BGH, Beschluss vom 30.10.2019 - Aktenzeichen XII ZB 537/17

DRsp Nr. 2019/17406

Verpflichtung eines gesetzlich rentenversicherten Ehegatten zum Abschluss einer Vereinbarung über den Versorgungsausgleich; Verrechnung des Anrechts in der gesetzlichen Rentenversicherung mit dem Anrecht des verbeamteten Ehegatten auf landesrechtliche Beamtenversorgung

Ein gesetzlich rentenversicherter Ehegatte kann nicht zum Abschluss einer Vereinbarung über den Versorgungsausgleich verpflichtet werden, die eine Verrechnung seines Anrechts in der gesetzlichen Rentenversicherung mit dem Anrecht seines verbeamteten Ehegatten auf landesrechtliche Beamtenversorgung vorsieht.

Tenor

Die Rechtsbeschwerde gegen den Beschluss des 4. Senats für Familiensachen des Schleswig-Holsteinischen Oberlandesgerichts in Schleswig vom 20. September 2017 wird auf Kosten des Antragstellers zurückgewiesen.

Wert: 5.230 €

Normenkette:

BGB § 242 ; BGB § 1353 Abs. 1 S. 2; VersAusglG § 6 Abs. 1 ; VersAusglG § 16 ;

Gründe

A.

Die beteiligten Eheleute streiten um den Versorgungsausgleich und dabei insbesondere über die Verpflichtung zum Abschluss einer Verrechnungsvereinbarung.

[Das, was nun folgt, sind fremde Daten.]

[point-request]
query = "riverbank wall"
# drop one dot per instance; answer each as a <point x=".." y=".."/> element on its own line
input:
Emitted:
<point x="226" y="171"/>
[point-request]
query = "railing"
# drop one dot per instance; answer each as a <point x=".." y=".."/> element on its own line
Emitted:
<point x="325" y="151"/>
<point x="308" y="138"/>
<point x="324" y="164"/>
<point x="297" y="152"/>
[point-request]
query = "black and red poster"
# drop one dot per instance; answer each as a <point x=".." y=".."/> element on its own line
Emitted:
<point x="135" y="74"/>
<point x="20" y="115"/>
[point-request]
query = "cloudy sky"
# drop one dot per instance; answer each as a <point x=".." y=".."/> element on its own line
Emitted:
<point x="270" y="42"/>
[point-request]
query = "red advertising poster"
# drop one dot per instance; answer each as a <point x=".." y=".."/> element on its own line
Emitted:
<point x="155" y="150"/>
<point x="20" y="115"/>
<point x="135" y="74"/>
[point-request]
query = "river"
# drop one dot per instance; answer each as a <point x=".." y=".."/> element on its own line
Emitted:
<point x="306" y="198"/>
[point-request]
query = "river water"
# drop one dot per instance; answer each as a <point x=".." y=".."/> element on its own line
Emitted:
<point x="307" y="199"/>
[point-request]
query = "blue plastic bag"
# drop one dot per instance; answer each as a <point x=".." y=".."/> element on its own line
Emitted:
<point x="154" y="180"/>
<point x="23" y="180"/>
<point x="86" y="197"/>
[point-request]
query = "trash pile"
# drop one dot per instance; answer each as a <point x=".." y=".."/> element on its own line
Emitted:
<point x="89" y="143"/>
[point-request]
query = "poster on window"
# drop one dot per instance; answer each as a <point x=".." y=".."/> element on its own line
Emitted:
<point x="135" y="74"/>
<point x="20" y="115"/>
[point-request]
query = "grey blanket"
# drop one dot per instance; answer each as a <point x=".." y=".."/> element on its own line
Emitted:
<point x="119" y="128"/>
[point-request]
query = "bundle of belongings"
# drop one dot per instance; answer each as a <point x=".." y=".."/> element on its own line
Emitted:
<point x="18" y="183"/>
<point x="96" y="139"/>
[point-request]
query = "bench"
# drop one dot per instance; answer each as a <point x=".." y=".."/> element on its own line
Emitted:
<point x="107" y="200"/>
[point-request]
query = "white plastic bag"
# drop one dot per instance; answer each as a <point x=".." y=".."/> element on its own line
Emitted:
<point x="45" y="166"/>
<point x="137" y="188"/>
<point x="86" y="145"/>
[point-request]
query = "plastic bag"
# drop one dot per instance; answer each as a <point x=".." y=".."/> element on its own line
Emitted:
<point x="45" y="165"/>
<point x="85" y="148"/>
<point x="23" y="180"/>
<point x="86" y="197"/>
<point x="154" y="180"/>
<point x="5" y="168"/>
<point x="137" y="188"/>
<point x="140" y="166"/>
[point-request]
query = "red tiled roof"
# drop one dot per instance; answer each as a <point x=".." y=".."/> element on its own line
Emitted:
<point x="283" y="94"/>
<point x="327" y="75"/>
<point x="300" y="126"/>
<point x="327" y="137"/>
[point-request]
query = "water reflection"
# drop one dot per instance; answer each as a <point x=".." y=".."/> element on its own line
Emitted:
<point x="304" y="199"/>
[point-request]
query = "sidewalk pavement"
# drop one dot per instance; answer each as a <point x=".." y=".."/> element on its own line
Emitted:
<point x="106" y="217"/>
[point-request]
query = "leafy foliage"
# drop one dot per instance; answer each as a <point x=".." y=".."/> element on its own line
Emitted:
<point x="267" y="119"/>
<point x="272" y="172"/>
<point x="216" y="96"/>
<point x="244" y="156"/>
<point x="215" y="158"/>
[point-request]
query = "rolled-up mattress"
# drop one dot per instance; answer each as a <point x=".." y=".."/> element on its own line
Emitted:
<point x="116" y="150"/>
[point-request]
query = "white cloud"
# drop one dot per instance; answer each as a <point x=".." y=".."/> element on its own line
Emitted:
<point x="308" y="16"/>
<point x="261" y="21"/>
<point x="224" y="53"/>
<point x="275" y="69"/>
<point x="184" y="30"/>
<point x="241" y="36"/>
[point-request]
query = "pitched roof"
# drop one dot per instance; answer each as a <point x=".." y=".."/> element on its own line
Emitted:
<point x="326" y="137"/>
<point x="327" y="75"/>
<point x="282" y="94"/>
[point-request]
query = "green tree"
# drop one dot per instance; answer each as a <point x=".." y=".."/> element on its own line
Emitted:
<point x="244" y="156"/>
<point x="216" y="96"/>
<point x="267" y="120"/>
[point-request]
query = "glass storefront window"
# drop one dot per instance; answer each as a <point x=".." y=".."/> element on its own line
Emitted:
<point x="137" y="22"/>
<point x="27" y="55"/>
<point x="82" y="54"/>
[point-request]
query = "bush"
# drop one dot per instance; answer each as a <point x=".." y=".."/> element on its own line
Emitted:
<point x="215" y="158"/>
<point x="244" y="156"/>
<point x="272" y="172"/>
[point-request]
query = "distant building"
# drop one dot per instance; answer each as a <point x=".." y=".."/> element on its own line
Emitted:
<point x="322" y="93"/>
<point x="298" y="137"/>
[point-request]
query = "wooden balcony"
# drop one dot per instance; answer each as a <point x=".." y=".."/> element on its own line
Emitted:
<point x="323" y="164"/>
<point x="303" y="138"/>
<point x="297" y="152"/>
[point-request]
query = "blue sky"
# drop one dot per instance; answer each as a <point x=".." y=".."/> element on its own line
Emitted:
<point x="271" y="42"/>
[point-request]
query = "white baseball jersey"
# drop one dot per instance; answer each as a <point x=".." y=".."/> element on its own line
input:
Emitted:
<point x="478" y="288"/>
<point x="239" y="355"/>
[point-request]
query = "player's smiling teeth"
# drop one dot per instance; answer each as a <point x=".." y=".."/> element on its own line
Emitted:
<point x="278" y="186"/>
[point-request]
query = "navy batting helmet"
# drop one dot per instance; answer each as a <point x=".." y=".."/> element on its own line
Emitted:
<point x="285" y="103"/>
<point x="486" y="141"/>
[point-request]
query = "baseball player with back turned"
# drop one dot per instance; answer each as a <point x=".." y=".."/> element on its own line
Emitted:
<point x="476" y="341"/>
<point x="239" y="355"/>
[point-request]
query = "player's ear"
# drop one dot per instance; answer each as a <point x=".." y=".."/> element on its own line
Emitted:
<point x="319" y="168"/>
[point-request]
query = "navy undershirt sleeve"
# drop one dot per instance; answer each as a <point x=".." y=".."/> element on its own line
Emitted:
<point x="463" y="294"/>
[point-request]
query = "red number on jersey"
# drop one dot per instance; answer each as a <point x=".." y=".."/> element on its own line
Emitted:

Die am 13. Mai 2011 geschlossene Ehe des 1960 geborenen Antragstellers (im Folgenden: Ehemann) und der 1974 geborenen Antragsgegnerin (im Folgenden: Ehefrau) wurde auf den am 14. Dezember 2015 zugestellten Scheidungsantrag mit Beschluss des Amtsgerichts vom 2. Juni 2017 geschieden und der Versorgungsausgleich geregelt.

Während der gesetzlichen Ehezeit vom 1. Mai 2011 bis zum 30. November 2015 hat der Ehemann ein Anrecht auf landesrechtliche Beamtenversorgung mit einem Ausgleichswert von monatlich 151,52 € und einem korrespondierenden Kapitalwert von 33.949,91 € erworben. Die Ehefrau hat in der Ehezeit ein Anrecht in der gesetzlichen Rentenversicherung mit einem Ausgleichswert von 1,9402 Entgeltpunkten (zum Ende der Ehezeit entsprechend einer Monatsrente von 56,67 €) und einem korrespondierenden Kapitalwert in Höhe von 12.698,25 €, ein Anrecht aus einer berufsständischen Versorgung mit einem Ausgleichswert von monatlich 39,50 € und einem korrespondierenden Kapitalwert von 5.057,59 € sowie ein privates Anrecht mit einem geringen Ausgleichswert erlangt.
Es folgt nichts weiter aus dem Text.